Elle eut un geste vague :
— Tout ce que je sais, c’est que plusieurs d’entre elles ne sont jamais réapparues. Trois petits tours chez Sasha et on disparaît. C’est comme ça.
Chaplain songea aux rumeurs dont lui avait parlé Lulu 78. Un tueur en série au sein d’un site de rencontres ? S’attaquant uniquement à des escorts qui n’avaient rien à faire là ? Un trafic d’êtres humains ? Pourquoi passer par un club comme Sasha.com ?
— Je ne vous vois pas vous résigner aussi facilement, insista-t-il.
Elle s’approcha de lui, rajusta les revers de sa veste avec affection :
— Je t’aime bien, mon petit. Alors écoute mon conseil : passe ta route. Il y a un moyen très simple d’éviter les emmerdes. C’est de ne pas les provoquer.
Elle le raccompagna à la porte. L’entrevue était terminée La Pythie avait parlé.
Sur le seuil, Chaplain risqua une dernière question :
— Et Mêtis, ça vous dit quelque chose ?
Nouveau sourire. De l’indulgence, elle était passée à la tendresse. Il devinait comment Sophie Barak tenait son petit monde. Par une sorte de chaleur maternelle, qui soudait les équipes plus sûrement que toute menace. La violence, le froid, la brutalité provenaient du dehors. Elle était là pour défendre ses petites.
— Si j’ai pu faire mon business aussi longtemps, c’est qu’on m’a protégée.
— Qui ?
— Ceux qui peuvent protéger.
— Je ne comprends pas.
— Tant mieux. Mais le système fonctionne dans les deux sens. Ils me protègent. Je les protège. Tu comprends ?
Il songea à une Madame Claude version loukoums.
— Vous voulez dire que Mêtis a quelque chose à voir avec le pouvoir ?
Elle embrassa son index et le posa sur les lèvres de Chaplain. Elle fermait la porte quand il la retint un instant.
— Medina n’était pas la seule à fréquenter Sasha.com. Vous avez un autre nom à me donner ?

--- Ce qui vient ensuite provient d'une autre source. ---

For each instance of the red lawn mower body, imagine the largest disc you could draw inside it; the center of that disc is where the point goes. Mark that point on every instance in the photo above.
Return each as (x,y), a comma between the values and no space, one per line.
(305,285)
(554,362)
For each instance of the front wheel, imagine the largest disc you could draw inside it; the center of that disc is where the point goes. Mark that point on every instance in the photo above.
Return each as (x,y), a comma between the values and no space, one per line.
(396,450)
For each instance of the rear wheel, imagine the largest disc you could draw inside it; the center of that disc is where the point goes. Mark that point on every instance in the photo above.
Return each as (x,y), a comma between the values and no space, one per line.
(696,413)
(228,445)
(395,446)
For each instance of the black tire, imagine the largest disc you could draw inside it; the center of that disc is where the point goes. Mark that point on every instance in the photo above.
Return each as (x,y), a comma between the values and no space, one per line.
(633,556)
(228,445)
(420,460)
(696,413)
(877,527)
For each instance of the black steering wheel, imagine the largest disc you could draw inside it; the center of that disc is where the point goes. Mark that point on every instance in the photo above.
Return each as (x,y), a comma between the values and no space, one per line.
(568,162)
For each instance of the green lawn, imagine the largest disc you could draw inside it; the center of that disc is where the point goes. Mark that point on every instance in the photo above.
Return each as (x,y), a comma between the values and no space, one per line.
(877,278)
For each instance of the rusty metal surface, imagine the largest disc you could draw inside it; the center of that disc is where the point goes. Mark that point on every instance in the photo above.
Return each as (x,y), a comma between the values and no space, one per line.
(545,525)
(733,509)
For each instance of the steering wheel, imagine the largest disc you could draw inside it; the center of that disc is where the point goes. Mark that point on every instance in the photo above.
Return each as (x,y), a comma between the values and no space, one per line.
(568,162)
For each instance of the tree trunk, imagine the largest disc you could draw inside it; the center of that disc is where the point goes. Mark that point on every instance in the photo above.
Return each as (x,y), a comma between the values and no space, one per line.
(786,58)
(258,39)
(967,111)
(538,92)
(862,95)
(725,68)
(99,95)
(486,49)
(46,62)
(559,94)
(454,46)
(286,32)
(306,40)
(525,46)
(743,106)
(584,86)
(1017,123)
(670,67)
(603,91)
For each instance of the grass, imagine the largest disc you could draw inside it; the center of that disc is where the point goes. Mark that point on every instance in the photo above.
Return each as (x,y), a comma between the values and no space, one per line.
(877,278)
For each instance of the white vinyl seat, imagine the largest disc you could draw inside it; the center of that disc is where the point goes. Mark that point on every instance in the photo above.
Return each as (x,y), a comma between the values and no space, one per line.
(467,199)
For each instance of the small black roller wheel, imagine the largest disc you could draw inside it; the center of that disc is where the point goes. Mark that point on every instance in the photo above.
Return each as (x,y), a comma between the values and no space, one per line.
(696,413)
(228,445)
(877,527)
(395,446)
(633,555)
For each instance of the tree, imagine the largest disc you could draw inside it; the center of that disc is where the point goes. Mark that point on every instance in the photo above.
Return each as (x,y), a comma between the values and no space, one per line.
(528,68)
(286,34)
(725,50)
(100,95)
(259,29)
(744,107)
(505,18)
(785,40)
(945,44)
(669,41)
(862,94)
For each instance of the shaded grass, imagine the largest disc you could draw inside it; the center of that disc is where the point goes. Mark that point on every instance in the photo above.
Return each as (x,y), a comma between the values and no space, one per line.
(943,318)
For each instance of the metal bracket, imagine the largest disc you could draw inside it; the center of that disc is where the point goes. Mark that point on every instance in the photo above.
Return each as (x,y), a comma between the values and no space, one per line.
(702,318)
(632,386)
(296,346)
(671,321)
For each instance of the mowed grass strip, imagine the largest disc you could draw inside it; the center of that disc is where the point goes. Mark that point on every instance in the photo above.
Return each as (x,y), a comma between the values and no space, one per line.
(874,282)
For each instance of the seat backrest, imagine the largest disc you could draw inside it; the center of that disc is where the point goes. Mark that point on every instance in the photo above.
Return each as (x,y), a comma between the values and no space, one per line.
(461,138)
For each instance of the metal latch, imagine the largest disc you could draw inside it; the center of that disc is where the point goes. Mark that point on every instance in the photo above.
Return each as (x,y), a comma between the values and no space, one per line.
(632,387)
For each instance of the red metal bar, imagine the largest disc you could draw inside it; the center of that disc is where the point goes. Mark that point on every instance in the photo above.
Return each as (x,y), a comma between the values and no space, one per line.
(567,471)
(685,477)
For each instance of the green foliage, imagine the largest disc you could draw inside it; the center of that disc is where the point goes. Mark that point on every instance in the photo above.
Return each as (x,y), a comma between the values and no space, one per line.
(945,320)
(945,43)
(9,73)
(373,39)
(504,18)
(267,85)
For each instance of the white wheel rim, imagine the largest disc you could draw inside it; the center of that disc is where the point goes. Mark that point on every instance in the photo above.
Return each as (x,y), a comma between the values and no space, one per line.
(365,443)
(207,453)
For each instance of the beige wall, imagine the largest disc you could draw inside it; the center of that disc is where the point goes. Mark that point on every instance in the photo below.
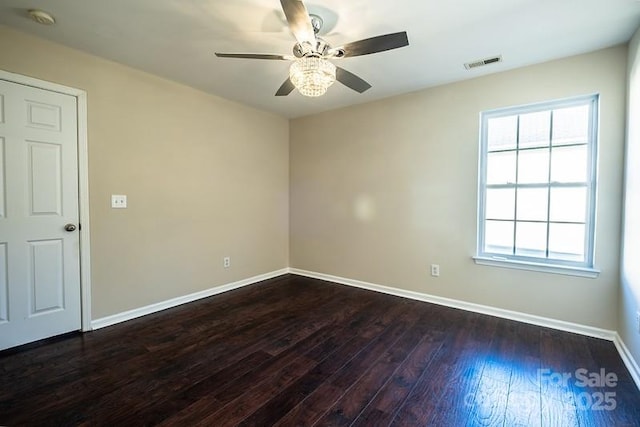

Elle parut réfléchir puis murmura :
— Leïla. Une Marocaine. Je crois qu’elle fraye encore avec ces conneries.
116
ELLE AVAIT DÛ attendre 17 heures pour se rendre à la bibliothèque. Comme les autres, elle devait se plier aux heures et aux priorités de la taule. Or, les horaires changeaient chaque jour pour éviter toute stratégie d’évasion.
Une fois dans la place, elle avait trouvé des livres sur l’histoire de la photographie. Depuis que Le Coz lui avait parlé de daguerréotypes, elle plaçait tous ses espoirs dans cette piste. En admettant que l’assassin de l’Olympe utilisât cette méthode pour immortaliser ses meurtres, elle devait tout connaître sur le sujet.
Son idée était simple. Jusqu’ici, le tueur avait été plus que prudent. Jamais on n’avait pu remonter la filière de l’héroïne, de la cire, des plumes ou des ailes de deltaplane. On n’avait pas non plus réussi à tracer sa piste à travers les produits anesthésiants qui avaient endormi le taureau sacrifié. Aucun lien n’avait pu être établi entre lui et les instruments de ses crimes. Peut-être avait-il été moins attentif avec ses daguerréotypes ? Peut-être les matériaux nécessaires à cette technique spécifique le trahiraient-ils ?
Selon ses bouquins, l’invention de Louis Jacques Mandé Daguerre, peintre parisien, date du milieu du XIXe siècle. Techniquement, le procédé est fondé sur le polissage d’une plaque de cuivre, recouverte d’une couche d’argent. Le support est ensuite exposé à des vapeurs d’iode pour le sensibiliser à la lumière. Dans un deuxième temps, on projette une image sur cette plaque grâce à un objectif puis on la révèle en l’exposant à des vapeurs de mercure. Une fois imprimée, le miroir poli est baigné dans de l’hyposulfite de soude puis protégé de l’oxygène de l’air par une couche de chlorure d’or.
Les livres étaient agrémentés d’illustrations : le grain d’imprimerie n’était pas terrible mais les images semblaient pourtant briller comme du mercure. Elle pensa à des songes. Ces clichés présentaient la même contradiction que les rêves, à la fois sombres et lumineux, vagues et précis. La sensation visuelle était qu’un nuage noir se déchirait pour révéler des motifs d’argent, dont le chatoiement avait quelque chose d’irréel.